His account of my Critical Hermeneutics bears even less resemblance to the contents of the book. In his review he claimed that I put forward ‘a disappointingly unargued and rather simple view of a very uncivil society’, and in his reply he defends this claim as follows: ‘He sketches Society as consisting of nothing but putatively free and perspicuous subjects who are “dominated” by unspecified institutions and ideologies.’ I make no attempt to sketch Society with a capital ‘S’, or to sketch any number of societies with little ‘s’s’. What I try to do in Chapter Four of my book is to elucidate some of the social conditions of action, conditions which I discuss on the institutional and structural levels. I certainly do not maintain that subjects are ‘dominated’ by these conditions in a way which would render them docile, ‘putatively free’. On the contrary, I contend that the very concept of action presupposes that the subject ‘could have done otherwise’; and throughout the book I emphasise the creative and transformative character of action, arguing against all forms of ‘social determinism’. This does not mean that subjects are always aware of the social conditions of their action – at least it cannot be assumed that they are. One of the points of critical theory, as I conceive it, is to seek to clarify these conditions through a depth interpretation of action.
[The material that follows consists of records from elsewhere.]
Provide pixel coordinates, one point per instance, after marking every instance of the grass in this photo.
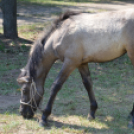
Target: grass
(113, 87)
(66, 2)
(112, 83)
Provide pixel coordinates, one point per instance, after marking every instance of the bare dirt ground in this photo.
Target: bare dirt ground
(32, 14)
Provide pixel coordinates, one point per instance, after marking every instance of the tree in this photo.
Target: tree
(9, 10)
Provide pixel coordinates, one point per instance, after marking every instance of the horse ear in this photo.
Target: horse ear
(22, 70)
(25, 79)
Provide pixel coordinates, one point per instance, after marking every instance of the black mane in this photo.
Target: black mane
(38, 47)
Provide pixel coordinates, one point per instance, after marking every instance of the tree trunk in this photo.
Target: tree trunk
(9, 9)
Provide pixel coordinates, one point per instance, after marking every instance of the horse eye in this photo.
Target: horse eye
(24, 91)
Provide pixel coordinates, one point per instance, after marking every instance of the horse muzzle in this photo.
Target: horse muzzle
(26, 112)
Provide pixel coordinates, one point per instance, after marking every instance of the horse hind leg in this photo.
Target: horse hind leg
(130, 52)
(85, 74)
(66, 70)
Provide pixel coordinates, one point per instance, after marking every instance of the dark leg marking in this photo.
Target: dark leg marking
(85, 74)
(63, 75)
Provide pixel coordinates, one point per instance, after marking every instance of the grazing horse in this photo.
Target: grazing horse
(76, 39)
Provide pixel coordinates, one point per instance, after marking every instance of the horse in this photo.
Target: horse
(76, 39)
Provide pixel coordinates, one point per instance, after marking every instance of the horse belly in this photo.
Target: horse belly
(103, 49)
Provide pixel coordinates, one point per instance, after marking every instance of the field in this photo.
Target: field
(113, 84)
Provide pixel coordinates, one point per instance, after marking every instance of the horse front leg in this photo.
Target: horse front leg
(85, 74)
(130, 52)
(66, 70)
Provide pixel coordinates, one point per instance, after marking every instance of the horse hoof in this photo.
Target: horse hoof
(90, 117)
(129, 117)
(130, 124)
(43, 123)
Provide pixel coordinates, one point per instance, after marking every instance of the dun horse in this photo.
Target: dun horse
(76, 39)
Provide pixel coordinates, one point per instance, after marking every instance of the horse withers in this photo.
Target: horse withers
(76, 39)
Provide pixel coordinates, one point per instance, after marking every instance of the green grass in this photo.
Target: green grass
(54, 3)
(112, 82)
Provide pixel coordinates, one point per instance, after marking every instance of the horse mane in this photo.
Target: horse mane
(37, 49)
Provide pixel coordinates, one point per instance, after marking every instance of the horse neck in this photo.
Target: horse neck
(43, 68)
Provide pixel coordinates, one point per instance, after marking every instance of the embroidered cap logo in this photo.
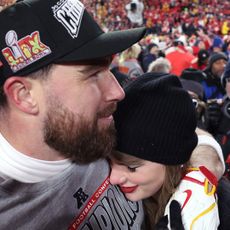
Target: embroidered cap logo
(69, 13)
(23, 52)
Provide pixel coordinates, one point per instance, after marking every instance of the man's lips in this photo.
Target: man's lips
(128, 189)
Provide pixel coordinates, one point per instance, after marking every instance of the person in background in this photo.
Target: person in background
(135, 10)
(212, 84)
(179, 58)
(57, 97)
(202, 60)
(150, 56)
(160, 65)
(156, 136)
(128, 62)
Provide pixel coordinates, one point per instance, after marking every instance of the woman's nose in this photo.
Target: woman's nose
(117, 176)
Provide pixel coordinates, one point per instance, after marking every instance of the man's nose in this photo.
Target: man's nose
(114, 91)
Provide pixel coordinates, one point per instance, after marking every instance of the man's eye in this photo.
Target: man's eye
(132, 169)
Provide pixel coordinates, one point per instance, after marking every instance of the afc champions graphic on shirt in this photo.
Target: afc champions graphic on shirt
(107, 208)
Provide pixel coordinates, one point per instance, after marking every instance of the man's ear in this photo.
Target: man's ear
(19, 94)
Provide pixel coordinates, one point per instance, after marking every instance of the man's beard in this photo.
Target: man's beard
(75, 137)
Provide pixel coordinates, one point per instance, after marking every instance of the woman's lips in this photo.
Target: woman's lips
(128, 189)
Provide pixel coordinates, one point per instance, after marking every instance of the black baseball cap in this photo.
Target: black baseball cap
(35, 33)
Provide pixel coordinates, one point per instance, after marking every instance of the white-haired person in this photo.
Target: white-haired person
(156, 153)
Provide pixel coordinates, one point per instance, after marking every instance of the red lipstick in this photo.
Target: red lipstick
(128, 189)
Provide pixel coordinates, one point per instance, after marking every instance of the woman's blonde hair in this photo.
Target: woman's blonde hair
(154, 206)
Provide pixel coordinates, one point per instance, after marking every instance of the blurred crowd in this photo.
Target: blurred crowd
(190, 39)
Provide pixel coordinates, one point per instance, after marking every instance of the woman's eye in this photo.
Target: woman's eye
(132, 169)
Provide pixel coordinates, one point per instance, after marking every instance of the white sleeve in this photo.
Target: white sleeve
(210, 141)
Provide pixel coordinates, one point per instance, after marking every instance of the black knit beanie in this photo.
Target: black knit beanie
(156, 121)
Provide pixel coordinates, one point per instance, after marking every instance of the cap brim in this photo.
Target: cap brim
(105, 44)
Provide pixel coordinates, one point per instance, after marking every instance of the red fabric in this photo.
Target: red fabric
(179, 61)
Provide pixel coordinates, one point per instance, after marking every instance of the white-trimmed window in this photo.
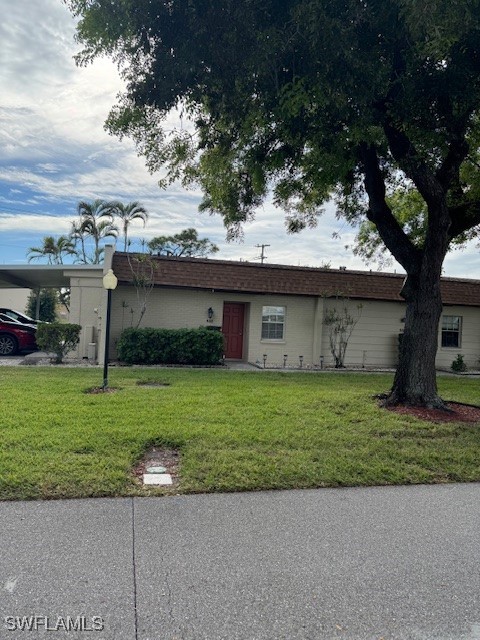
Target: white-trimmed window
(273, 323)
(451, 331)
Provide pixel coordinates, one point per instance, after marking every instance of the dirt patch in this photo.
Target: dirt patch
(158, 456)
(457, 412)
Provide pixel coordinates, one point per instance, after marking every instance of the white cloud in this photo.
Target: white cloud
(55, 152)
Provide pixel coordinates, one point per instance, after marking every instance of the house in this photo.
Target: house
(275, 313)
(267, 313)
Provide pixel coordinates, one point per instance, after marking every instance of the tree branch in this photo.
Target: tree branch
(449, 171)
(413, 166)
(464, 217)
(381, 215)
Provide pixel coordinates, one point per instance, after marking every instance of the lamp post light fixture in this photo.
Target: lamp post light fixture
(110, 282)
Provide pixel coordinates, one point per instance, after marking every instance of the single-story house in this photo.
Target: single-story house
(267, 313)
(275, 313)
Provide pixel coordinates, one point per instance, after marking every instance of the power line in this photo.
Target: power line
(262, 256)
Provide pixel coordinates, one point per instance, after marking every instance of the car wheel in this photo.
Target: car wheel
(8, 345)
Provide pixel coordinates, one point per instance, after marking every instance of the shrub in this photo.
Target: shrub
(59, 338)
(458, 364)
(170, 346)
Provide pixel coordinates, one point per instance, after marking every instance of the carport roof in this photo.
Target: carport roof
(27, 276)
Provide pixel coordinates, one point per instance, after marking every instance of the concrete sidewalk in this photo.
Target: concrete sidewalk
(360, 564)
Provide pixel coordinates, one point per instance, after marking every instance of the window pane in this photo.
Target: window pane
(273, 319)
(451, 326)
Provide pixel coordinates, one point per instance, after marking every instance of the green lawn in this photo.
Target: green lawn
(235, 430)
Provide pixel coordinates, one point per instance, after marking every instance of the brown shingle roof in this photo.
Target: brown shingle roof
(246, 277)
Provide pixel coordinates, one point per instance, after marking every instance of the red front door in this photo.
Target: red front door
(232, 329)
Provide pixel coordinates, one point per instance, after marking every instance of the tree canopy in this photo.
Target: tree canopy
(312, 98)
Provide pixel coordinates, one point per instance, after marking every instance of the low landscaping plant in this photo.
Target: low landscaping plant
(170, 346)
(58, 338)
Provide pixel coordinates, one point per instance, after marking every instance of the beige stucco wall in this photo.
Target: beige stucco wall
(374, 340)
(175, 308)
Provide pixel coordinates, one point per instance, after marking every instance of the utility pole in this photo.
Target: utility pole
(262, 256)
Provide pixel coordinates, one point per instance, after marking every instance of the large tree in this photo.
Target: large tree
(312, 98)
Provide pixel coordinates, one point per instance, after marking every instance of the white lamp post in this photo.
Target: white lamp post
(109, 283)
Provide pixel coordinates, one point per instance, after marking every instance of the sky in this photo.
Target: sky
(54, 152)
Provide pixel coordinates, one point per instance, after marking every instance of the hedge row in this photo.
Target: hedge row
(170, 346)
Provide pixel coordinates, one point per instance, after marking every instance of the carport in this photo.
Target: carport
(87, 296)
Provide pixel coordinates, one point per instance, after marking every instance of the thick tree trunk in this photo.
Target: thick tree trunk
(415, 380)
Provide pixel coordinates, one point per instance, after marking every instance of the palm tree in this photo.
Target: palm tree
(96, 222)
(53, 250)
(127, 213)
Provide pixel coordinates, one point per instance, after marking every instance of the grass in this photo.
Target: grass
(236, 431)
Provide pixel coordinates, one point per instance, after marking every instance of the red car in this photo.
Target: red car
(15, 337)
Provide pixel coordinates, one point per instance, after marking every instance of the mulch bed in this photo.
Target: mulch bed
(457, 412)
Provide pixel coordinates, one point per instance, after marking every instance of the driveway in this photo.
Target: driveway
(392, 563)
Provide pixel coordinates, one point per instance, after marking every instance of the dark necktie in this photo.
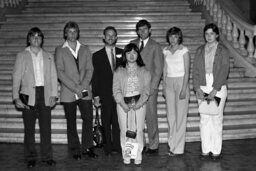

Whether such interpretation results in a clarification of these conditions, and whether these conditions can in turn be criticised as unjust, is not for the critical theorist alone to say. For these questions could be answered only by the agreement, reached in circumstances freed from asymmetrical relations of power, of the subjects concerned. I do not know whether this amounts to a ‘simple and tendentious’ sociology, as Mr Hawthorn alleges: but it is, evidently, too complex for Mr Hawthorn to understand.